A fixture in Jewish Pittsburgh for more than 150 years, Rodef Shalom Congregation has a storied past.
But, according to its clerical and lay leadership, it must make serious changes to secure its future.
At a Jan. 19 town meeting, Rodef Shalom’s senior rabbi, Aaron Bisno, and its president, Don Simon, laid out the challenges facing the largest congregation in western Pennsylvania, and their strategies for addressing them.
Bisno said that Rodef Shalom must consider changes to nearly every aspect of its operation. This must be done, he said, by pooling resources with neighboring congregations for youth education, religious services and administrative functions.
“We can’t go it alone. We have an obligation to pursue [collaboration],” Bisno said.

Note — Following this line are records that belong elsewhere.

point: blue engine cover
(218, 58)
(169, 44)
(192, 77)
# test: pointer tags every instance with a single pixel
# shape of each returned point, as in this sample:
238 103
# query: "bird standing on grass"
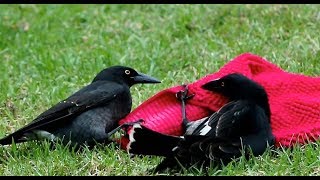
86 117
241 125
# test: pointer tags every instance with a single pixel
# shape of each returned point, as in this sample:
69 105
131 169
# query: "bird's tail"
143 141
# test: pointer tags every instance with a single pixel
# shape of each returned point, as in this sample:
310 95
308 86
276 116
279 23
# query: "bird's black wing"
95 94
230 121
207 126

Bisno, who traveled across the country last winter while on sabbatical, visited many congregations and learned firsthand that Rodef Shalom’s problems aren’t unique.
His sabbatical also exposed him to many creative approaches to deal with these vexing challenges.
“We need to re-examine everything we do,” he said. “We have a unique opportunity to do something creative and courageous.”
Recently, Rodef Shalom has reached out to Temple Sinai and Congregation Beth Shalom in Squirrel Hill to consider partnerships in education. Bisno hopes to present a proposal for such initiatives to the board of trustees by March, at the latest.
These initiatives must not undermine the congregation’s identity and turn it into “a one-stop behemoth,” he cautioned. “We need to figure out what we need to accomplish.”
Members of the congregation used the forum to suggest ways to retain young congregants, including merging with Temple Sinai and to moving Sunday school to Saturdays.
Alan Ackerman advocated the merger idea, calling it a benefit to both congregations. Ackerman noted that operating two Reform temples only a mile apart is wasteful and “can’t go on forever.”
Bisno, who opposes such a merger, warned that one congregation risks submerging its identity to the other in such cases.
“Something will be lost,” he said.
However, he acknowledged “an enormous amount of duplication in religious education” between the two congregations.
Simon also opposes merging with Temple Sinai. “We’re not a business. … It’s very difficult to merge two different congregations,” he said. “We should view [Rodef Shalom] as a holy community.”
Dan Freedman of Murrysville expressed concern that Rodef Shalom pays too much attention to social action.
“There’s a great emphasis on social action,” Freedman said. “It waters down the brand. It’s something that members should seek elsewhere.”
He also suggested that Rodef Shalom move Sunday school to Saturdays as a way of improving attendance at Shabbat services.
Bisno thought Freedman had a valid point about overemphasizing politics and noted that a congregation shouldn’t stray from its core mission in teaching Torah and Jewish values. He also said that he would consider Freedman’s Saturday school suggestion.
“I was very gratified and encouraged by the amount of enthusiasm,” Bisno said after the meeting. “There is a clear recognition of the challenges. … We have the wherewithal to address them.”